Mr. Kelly favors the idea of directors treating sex more seriously and understanding it as a universal, defining human theme. Still, he wonders whether it's possible to include actual sex in a film without it becoming a stunt.
Every movie has some degree of reality, observes Gregg Kilday, a columnist for the Hollywood Reporter. Some actors actually perform dangerous stunts for an action scene. Similarly, when two stars kiss on screen, they're not faking the act. What precludes directors and audiences from demanding that actors engage in actual sex is taste, decorum, and social mores.
The latest wave of edgy directors deplore such artifice. "What's wrong with showing sex?" demanded Mr. Winterbottom after screening "Nine Songs" at this year's Cannes Film Festival. One argument is that scenes of actual sex in a movie can serve to heighten realism in a story.
But Mr.

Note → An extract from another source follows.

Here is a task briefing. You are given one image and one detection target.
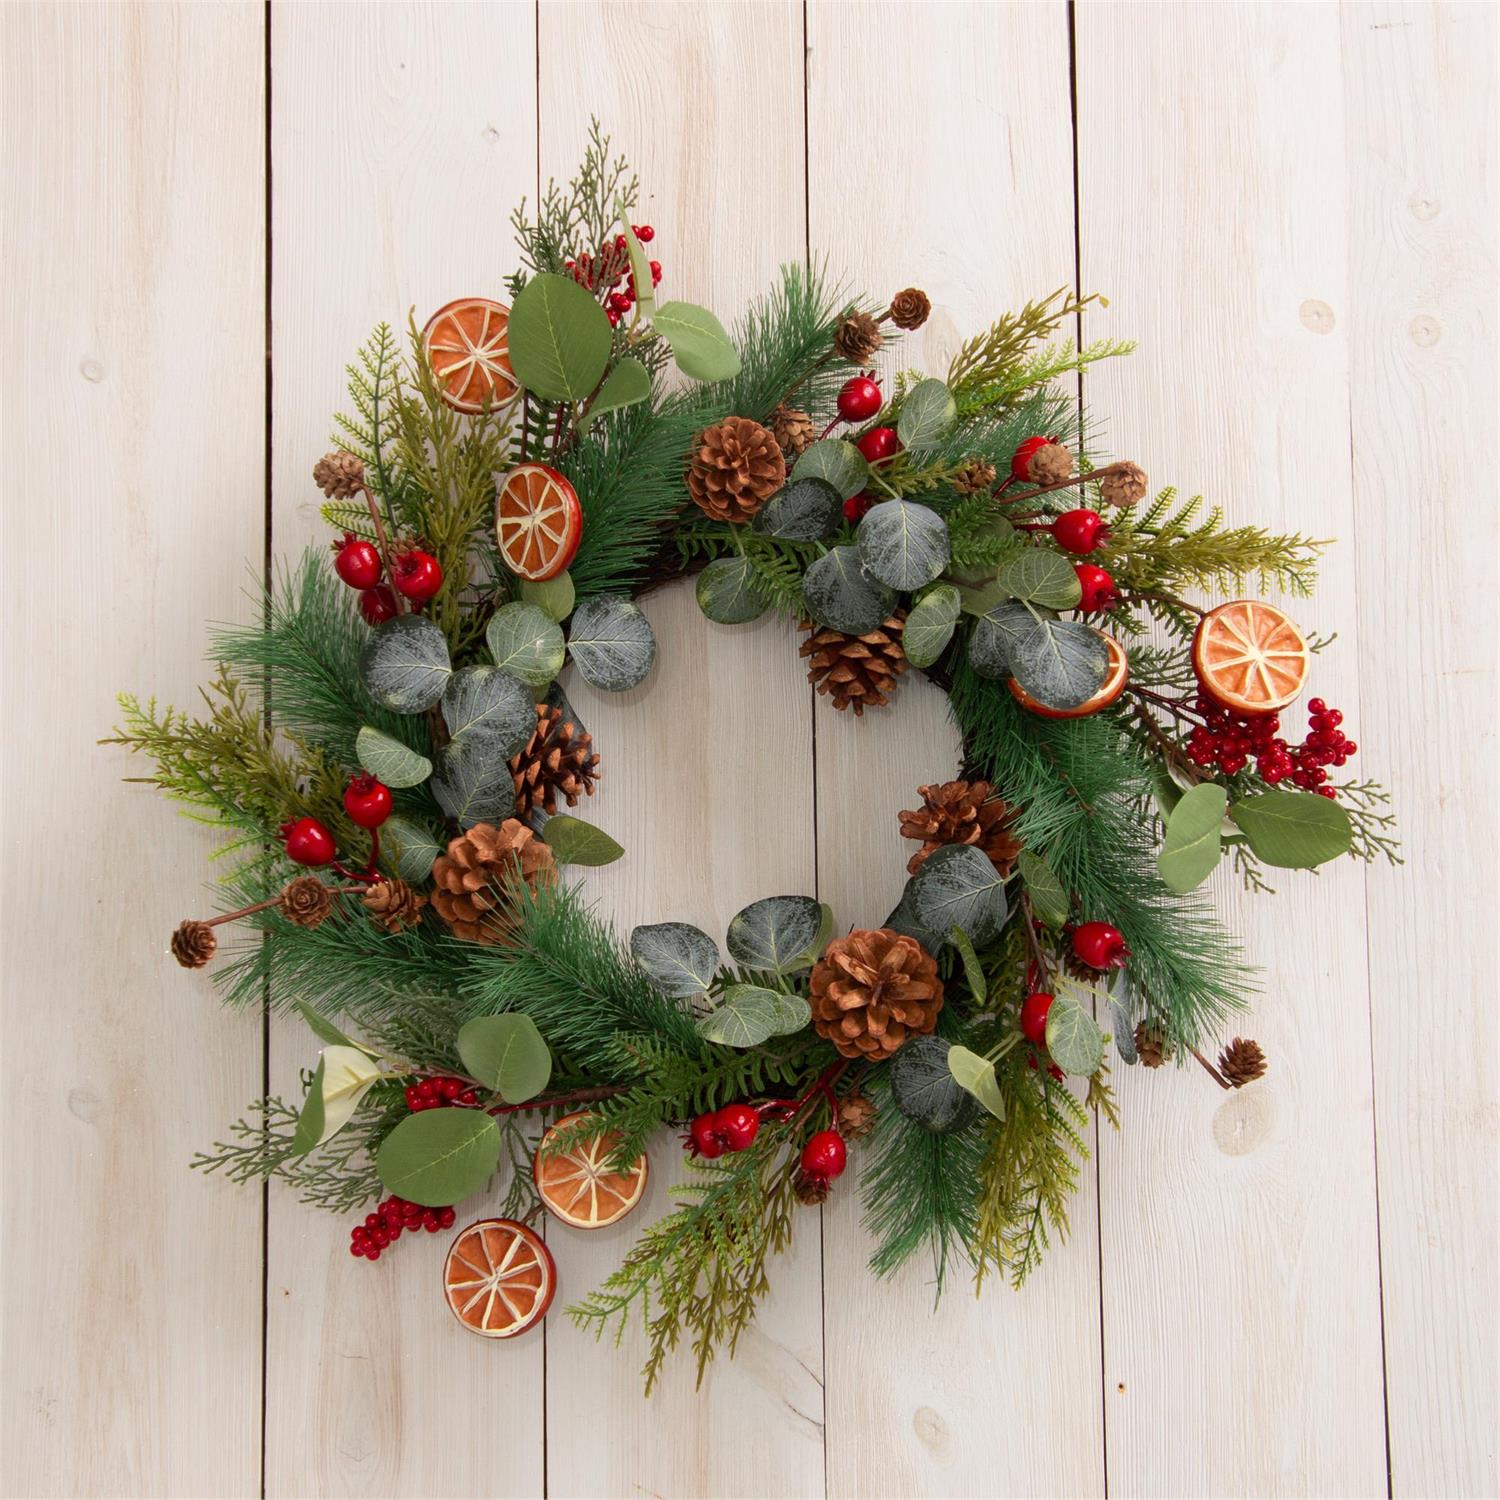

Kilday says the effect is so jarring for viewers that the opposite is true. "The fact that two actors may be engaged in sex somehow becomes too real, and suddenly you're not watching a fictional representation," he says.
Audience reaction of that sort is likely to check further demand for onscreen sex.
"The truth is not necessarily arrived at through the actual doing of the deed," says Linda DeLibero, associate director of film and media studies at the Johns Hopkins University in Baltimore. "If that were so, there just couldn't really be such a thing as art."